Philosophie, science, religion, morale, physique, métaphysique… les idées ont leur vie propre. Elles se reproduisent, évoluent, se propagent et nous survivent, ainsi via les textes, extraits et citations que nous vous proposons…
« Quoi ! Des cohortes étrangères
Feraient la loi dans nos foyers !
Quoi ! Ces phalanges mercenaires
Terrasseraient nos fiers guerriers ! »
Rouget de Lisle,
« La Marseillaise », 3° couplet, 1792.
Refrain: Ils ne le dompteront pas [le Lion de Flandre],
tant qu’un Flamand vivra,
Tant que le Lion pourra griffer,
tant qu’il aura des dents.V. La vengeance a sonné, et, las des harcèlements,
L’œil en feu, furieux, il saute sur l’ennemi,
Déchire, détruit, écrase, couvre de sang, de boue
Et, triomphant, ricane sur le corps tremblant de l’ennemi.
Chant « Vlaamse Leeuw »,
Hippoliet Peene, 1847.
« Une nation est une âme, un principe spirituel.

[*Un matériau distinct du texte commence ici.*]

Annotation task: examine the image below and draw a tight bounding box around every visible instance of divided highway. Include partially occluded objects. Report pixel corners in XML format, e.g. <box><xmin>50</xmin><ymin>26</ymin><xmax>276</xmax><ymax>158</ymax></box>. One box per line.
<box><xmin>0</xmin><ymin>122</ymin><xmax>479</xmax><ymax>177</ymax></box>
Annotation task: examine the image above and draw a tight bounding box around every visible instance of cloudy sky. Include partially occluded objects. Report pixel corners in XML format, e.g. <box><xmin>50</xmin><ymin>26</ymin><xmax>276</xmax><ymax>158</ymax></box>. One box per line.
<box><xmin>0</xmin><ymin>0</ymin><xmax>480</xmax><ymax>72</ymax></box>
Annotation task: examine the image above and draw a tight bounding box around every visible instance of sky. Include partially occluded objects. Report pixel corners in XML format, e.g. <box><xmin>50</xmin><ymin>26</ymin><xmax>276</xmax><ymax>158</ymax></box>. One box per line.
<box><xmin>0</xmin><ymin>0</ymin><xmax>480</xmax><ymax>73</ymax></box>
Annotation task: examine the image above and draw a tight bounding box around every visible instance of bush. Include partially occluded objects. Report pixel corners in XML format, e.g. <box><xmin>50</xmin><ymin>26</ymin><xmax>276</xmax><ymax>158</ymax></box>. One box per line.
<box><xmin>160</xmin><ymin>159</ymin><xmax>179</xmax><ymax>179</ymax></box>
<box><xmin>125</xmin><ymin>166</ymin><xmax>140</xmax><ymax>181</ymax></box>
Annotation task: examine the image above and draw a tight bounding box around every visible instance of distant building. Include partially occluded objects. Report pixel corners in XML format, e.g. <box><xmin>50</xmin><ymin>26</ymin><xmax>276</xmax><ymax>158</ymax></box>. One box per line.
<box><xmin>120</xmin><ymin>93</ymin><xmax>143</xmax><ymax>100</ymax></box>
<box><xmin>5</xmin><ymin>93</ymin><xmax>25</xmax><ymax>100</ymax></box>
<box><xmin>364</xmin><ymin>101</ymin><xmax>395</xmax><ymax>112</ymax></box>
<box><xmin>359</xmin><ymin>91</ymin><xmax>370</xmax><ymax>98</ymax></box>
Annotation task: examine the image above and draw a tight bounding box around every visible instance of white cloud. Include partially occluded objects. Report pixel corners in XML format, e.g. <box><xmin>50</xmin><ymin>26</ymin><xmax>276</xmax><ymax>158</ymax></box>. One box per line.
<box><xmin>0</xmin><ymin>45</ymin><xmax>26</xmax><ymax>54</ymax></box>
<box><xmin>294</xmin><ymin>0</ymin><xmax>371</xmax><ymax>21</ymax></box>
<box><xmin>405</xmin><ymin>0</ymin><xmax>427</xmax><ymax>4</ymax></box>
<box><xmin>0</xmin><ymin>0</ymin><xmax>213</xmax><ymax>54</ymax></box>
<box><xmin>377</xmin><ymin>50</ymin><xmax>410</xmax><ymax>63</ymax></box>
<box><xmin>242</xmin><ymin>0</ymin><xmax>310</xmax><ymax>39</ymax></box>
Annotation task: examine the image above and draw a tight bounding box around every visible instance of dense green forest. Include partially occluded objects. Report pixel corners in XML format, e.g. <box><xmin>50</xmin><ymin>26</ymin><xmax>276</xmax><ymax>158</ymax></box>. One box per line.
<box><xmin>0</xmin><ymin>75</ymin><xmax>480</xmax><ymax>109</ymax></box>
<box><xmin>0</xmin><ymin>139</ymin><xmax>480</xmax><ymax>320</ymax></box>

Deux choses qui, à vrai dire, n’en font qu’une, constituent cette âme, ce principe spirituel. L’une est dans le passé, l’autre dans le présent. L’une est la possession en commun d’un riche legs de souvenirs ; l’autre est le consentement actuel, le désir de vivre ensemble, la volonté de continuer à faire valoir l’héritage qu’on a reçu indivis (…) Un passé héroïque, des grands hommes, de la gloire (j’entends de la véritable), voilà le capital social sur lequel on assied une idée nationale. »
Ernest Renan, 1882.
conférence « Qu’est-ce qu’une nation? ».
« On soutient que le désarmement moral doit précéder le désarmement matériel. On soutient aussi, avec raison, que le plus grand obstacle à l’ordre international, c’est le nationalisme poussé à l’extrême, qui porte aussi le nom sympathique de patriotisme, dont on a mésusé. Cette idole a acquis, dans les cent cinquante dernières années, une puissance sinistre et extrêmement funeste (…)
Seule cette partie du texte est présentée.